The large guan finely painted with a scene of boys in various activities, impersonating a high official flanked by adviser in audience and a kneeling subject, another riding a hobby horse and attendant carrying a lotus-leaf parasol, a group playing cards, and another riding a toy cart, all within a terraced garden. Diameter 38, height 30,5 cm.
Rim grounded, firing crack to base.
Emil Hultmark´s Collection.
Royal Academy, Stockholm 1942, no 382, plansch 26. Nationalmuseum, Stockholm, Chinese Exhibition 1928.

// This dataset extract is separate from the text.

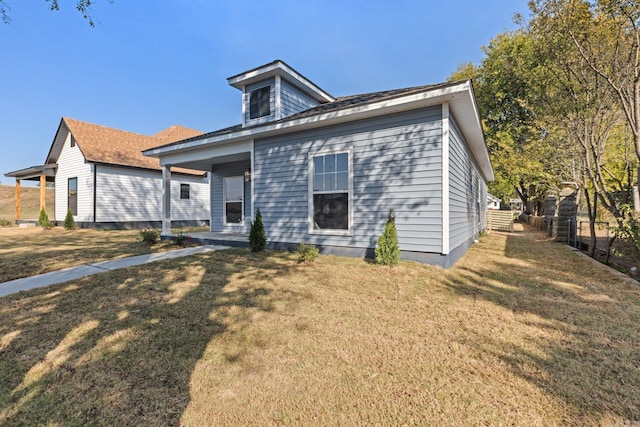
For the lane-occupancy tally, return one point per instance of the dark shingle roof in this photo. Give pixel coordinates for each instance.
(341, 102)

The Tsui Museum of Art, 1991, pl. 80. A jar from the Osaka museum without its cover is illustrated in Ming and Qing Ceramics of Art; another in the Museum of decorative Arts, Copenhagen, is illustrated by Lion-Goldschmidt in La Porcelaine Ming, a third in Chinese ceramics in the Idemitsu collection, and a fourth in the Jiangxi Fengchengxian Bowuguan is illustrated in Zhongguo Wenwu Jinghua Da Cidian, no 766, p. 393.
The 'boys' theme was popular in Sothern Song paintings, particularly those of small children at play by the Academic painter, Su Hanchen. Them imagery was particularly pertinent in later periods since it was good augury for the emperor to produce male heirs.